市場から一度離れて再び中央広場まで戻ってきたけれど、やることは思いつかない。
「おやおや、お久しぶりです」
「うん?」
設置されてる椅子に座って空を見るように顔をそらしていると、視界の上からひょこっと1人の見覚えのある男が顔を出す。
「あ! あんた、あのときの!」
あたしのことを奴隷店まで連れて行った男だった。
「あの節はどうも。いやー、紹介した方が購入してくれたということで、わたくしのほうにも色々と良い事がありました」
「あっそう……それで? こんな昼から何の用よ」
リリアちゃんとの出会いという事を考えて怒ったりあの時のことを恨む気はないけど、積極的に絡みたいとは思わない。

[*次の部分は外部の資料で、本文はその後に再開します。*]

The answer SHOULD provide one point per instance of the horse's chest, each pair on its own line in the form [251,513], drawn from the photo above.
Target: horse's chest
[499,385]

「いえ、顔を見かけたのでついですね。話しかけてしまいました」
「そう……あたしはあんまり会いたくなかったわ」
「そんな寂しいこと言わないでくださいよ」
何故かそう言って自分の手をこすりながら隣に座ってくる。
「寂しいもなにも……そもそもあのときだけの関係でしょうが」
「それがですね。また新しい――」
「奴隷はもう買うつもり無いから」
あたしは相手の言葉にかぶせてきっぱりと言ってやった。
「おっと……いえいえ、滅相もない。今回は正真正銘に良い物ですよ」
「それを何か今ここで言ってくれるならもう少し話を聞くけど」
「今回は簡単に言えば魔法道具ですねー。競売ではなく純粋に値段の付いた販売店です。ただ、最近開いたばかりで宣伝を頼まれていまして」
「へぇー……魔法道具か」
いや、ここで騙されてはいけない。というか奴隷店を紹介してると思ったら、魔法道具店を宣伝するって、こいつは一体何者なの。
「ご興味がお有りで?」
「まあ、少しはあるけど。それ以上にあなたのことを信用しきれてないってことよ。一体何者なの?」
「そうですね。あえていうなら、お金さえいただければなんでも宣伝するといったようなことでしょうか」
「へ、へぇ……」
聞いたこともない事をしているけど、仕事として成り立ってるのね。
「とはいえ、流石に非合法店とかとは契約する気はないですがね。あくまで、合法の場所のみです」
「まあ、たしかに合法だったけど……そこまで言うなら、行ってあげるわよ。その魔法道具店とやらに。ただ、あなたも一緒に店に入るならね」
「もちろん構いませんとも」
「じゃあ、そういうことなら行ってあげるわ」
「では、こちらですのでついてきてください」
立ち上がって男はそう言う。あたしも椅子から立つと男はギルドなどがある通りの方向へと移動していく。あたしはそれをゆっくり追うように歩き始めた。